Премьер-министр в раздумьях встала с бархатного кресла и подошла к парапету крыши. Слева, словно второе светило, сиял громадный купол Исаакиевского собора.

– Послушайте, Евфимий Петрович, а если пойти совсем другим путем? Отбросим ваши убогие варианты. Может, вернем богослужения в программу Смольного? А что? Снова введем молитвы, исповеди, пригласим священника. Как при Марии Федоровне. Патриарх Доброжир будет счастлив. А мамаши сами не захотят отправлять в такое устаревшее религиозное заведение своих драгоценных сыночков.

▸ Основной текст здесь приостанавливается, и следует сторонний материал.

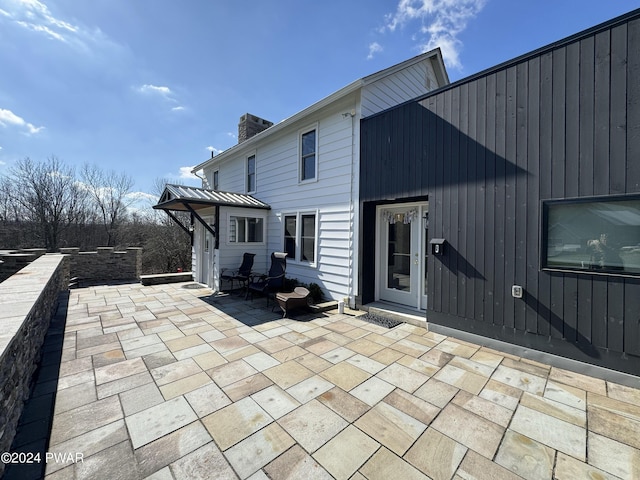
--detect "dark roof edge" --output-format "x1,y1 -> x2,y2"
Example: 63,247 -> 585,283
363,8 -> 640,121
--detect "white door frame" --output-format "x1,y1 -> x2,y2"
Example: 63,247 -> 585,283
375,202 -> 429,310
199,215 -> 216,288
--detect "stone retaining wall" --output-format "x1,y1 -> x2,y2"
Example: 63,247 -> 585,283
0,254 -> 69,476
60,247 -> 142,283
0,247 -> 142,282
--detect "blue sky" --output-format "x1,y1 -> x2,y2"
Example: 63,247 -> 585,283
0,0 -> 640,199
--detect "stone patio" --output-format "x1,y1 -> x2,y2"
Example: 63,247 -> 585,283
5,282 -> 640,480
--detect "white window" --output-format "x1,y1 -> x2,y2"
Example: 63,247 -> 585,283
283,213 -> 317,264
229,215 -> 265,243
300,128 -> 318,182
247,155 -> 256,193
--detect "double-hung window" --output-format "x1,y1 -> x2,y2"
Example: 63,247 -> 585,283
283,213 -> 317,264
247,155 -> 256,193
229,215 -> 264,243
300,128 -> 318,182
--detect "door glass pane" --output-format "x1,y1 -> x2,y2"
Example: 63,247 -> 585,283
387,222 -> 411,292
422,229 -> 429,296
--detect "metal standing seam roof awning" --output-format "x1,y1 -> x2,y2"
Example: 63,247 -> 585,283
153,184 -> 271,244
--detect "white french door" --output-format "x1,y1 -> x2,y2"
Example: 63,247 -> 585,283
376,203 -> 429,309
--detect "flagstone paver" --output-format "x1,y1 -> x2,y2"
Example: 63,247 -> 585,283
5,282 -> 640,480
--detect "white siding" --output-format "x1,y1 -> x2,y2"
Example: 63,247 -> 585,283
218,207 -> 269,278
362,58 -> 438,117
196,58 -> 439,300
206,95 -> 359,299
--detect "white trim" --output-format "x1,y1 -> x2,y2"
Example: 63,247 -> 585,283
297,122 -> 320,185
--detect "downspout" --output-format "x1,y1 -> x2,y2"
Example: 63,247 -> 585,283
347,109 -> 357,308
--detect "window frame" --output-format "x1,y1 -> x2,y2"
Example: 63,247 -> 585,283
226,212 -> 267,245
281,210 -> 320,267
539,194 -> 640,278
298,123 -> 320,184
211,170 -> 220,191
244,152 -> 258,194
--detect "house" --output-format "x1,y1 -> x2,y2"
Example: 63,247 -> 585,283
154,49 -> 449,304
357,6 -> 640,375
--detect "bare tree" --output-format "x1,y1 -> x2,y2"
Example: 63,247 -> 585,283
8,157 -> 87,251
82,164 -> 133,246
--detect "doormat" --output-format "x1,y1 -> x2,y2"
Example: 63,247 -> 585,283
357,313 -> 402,328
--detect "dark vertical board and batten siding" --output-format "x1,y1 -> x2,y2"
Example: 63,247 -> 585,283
360,12 -> 640,373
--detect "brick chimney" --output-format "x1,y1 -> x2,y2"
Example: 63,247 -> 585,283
238,113 -> 273,143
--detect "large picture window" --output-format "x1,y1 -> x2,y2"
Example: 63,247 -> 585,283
229,215 -> 264,243
542,196 -> 640,275
283,213 -> 316,263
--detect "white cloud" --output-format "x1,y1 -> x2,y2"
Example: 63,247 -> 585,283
136,83 -> 186,112
0,0 -> 106,52
0,108 -> 44,135
367,42 -> 383,60
385,0 -> 487,69
138,84 -> 172,98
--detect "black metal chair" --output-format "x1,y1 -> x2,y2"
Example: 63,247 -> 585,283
245,252 -> 287,306
220,253 -> 256,290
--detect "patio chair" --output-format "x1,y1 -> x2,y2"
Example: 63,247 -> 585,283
276,287 -> 311,318
245,252 -> 287,306
220,253 -> 256,290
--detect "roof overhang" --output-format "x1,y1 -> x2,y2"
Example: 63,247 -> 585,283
153,184 -> 271,212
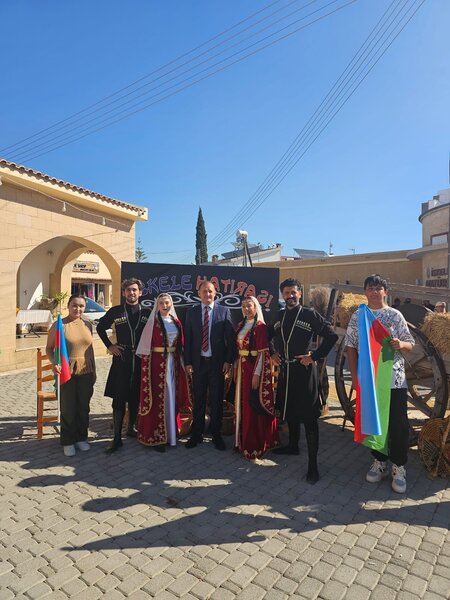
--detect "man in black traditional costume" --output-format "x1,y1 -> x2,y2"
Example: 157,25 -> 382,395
97,278 -> 150,452
271,279 -> 338,483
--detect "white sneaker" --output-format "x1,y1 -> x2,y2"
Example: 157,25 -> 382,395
63,444 -> 77,456
366,458 -> 388,483
75,440 -> 91,452
392,464 -> 406,494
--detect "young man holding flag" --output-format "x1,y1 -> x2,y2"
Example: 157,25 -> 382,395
345,275 -> 414,494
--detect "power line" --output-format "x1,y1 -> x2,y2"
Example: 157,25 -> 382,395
7,0 -> 358,162
212,0 -> 408,250
207,0 -> 425,255
0,0 -> 288,157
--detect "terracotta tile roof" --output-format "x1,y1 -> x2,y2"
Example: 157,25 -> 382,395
0,158 -> 143,214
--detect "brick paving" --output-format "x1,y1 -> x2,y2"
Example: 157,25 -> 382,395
0,359 -> 450,600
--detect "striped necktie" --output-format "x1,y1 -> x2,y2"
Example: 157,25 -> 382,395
202,306 -> 209,352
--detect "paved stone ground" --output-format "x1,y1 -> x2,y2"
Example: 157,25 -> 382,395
0,359 -> 450,600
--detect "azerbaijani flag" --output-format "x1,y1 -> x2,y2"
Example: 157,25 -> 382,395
354,304 -> 394,453
53,315 -> 71,385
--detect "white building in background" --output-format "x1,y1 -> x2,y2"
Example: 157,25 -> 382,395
207,244 -> 283,267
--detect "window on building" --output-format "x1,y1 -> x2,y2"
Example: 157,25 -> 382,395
431,233 -> 447,246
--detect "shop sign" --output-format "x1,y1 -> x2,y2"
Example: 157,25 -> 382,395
431,269 -> 447,277
425,279 -> 448,287
73,261 -> 99,273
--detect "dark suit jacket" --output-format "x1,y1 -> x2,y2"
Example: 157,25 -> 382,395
184,302 -> 236,370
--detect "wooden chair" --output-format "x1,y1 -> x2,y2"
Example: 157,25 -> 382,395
36,348 -> 58,440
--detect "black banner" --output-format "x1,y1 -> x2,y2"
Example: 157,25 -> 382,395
122,262 -> 279,323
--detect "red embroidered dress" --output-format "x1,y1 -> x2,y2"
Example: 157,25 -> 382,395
137,317 -> 191,446
234,321 -> 278,460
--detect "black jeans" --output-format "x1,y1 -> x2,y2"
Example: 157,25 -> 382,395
60,373 -> 94,446
372,388 -> 409,467
192,359 -> 224,438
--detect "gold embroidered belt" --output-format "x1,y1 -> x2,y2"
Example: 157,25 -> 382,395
152,346 -> 176,352
239,350 -> 258,356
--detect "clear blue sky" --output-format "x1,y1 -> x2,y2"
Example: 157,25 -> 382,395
0,0 -> 450,262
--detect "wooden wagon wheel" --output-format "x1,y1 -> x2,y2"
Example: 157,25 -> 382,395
334,323 -> 448,446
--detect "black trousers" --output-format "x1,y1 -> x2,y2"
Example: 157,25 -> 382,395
191,358 -> 224,438
287,418 -> 319,449
372,388 -> 409,467
60,373 -> 94,446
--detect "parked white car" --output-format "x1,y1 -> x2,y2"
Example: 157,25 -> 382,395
83,298 -> 106,324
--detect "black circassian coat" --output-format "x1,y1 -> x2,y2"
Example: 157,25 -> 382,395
269,306 -> 338,422
97,304 -> 150,408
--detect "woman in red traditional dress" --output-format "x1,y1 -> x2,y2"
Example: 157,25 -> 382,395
136,294 -> 190,452
234,296 -> 278,460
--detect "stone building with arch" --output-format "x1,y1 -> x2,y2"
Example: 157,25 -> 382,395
0,160 -> 148,372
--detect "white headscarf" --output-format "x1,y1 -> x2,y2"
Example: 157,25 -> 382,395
136,293 -> 178,356
243,296 -> 265,323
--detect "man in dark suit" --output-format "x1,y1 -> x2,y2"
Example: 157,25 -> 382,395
184,281 -> 236,450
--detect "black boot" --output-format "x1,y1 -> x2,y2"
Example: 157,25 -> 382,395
127,403 -> 138,437
272,421 -> 300,456
106,408 -> 125,454
305,420 -> 320,485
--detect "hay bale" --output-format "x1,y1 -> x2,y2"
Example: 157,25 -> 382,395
336,294 -> 367,329
309,288 -> 330,317
421,313 -> 450,354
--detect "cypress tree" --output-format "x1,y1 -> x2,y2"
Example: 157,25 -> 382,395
195,208 -> 208,265
136,239 -> 147,262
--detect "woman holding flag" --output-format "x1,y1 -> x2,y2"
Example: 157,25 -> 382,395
46,294 -> 95,456
345,275 -> 414,494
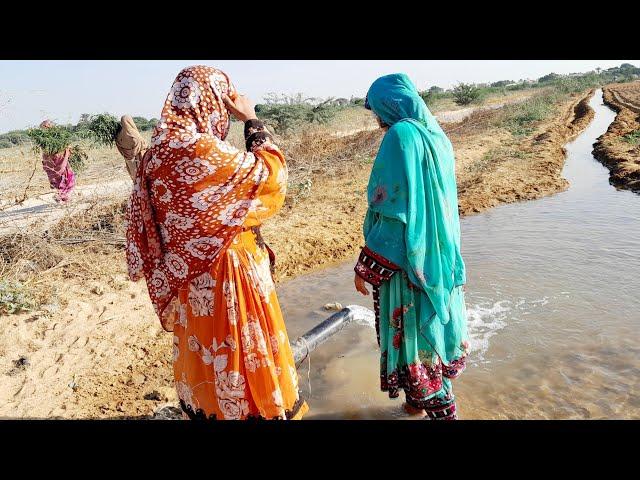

– Оригинальное решение, Мелисса Карловна, – признал министр, поправляя очочки. – Но это будет противоречить Указу Его Императорского Величества Алексея Николаевича об отмене обязательного православия для детей. Общественность нас, опять же, не поймет.

– Вы правы, дружочек Евфимий Петрович, вы безусловно правы…

Мелисса прикоснулась к холодной сильной руке Юпитера и посмотрела вниз, на растрескавшуюся Неву. Река вскроется совсем-совсем скоро, высвободив колоссальную, неудержимую энергию.

Вдруг премьер-министру пришла в голову одна идея. Черт побери, она не случайно стала лидером «Вольнодумцев» – одной из двух главных российских партий.

– Ну, милый друг Евфимий Петрович, – развернулась Мелисса к министру, – готовьтесь прыгать и кричать «эврика». Я подарю вам точку опоры, которая перевернет весь мир этих орущих мамаш и хнычущих мамочек.

– А?

– Вот вам и «а», и «б», и «в». У нас, кажется, здание Академической гимназии на набережной Тучкова до сих пор так и пустует?

– Это где Ломоносов учился? Да, там пытались сделать частную школу, но не вышло.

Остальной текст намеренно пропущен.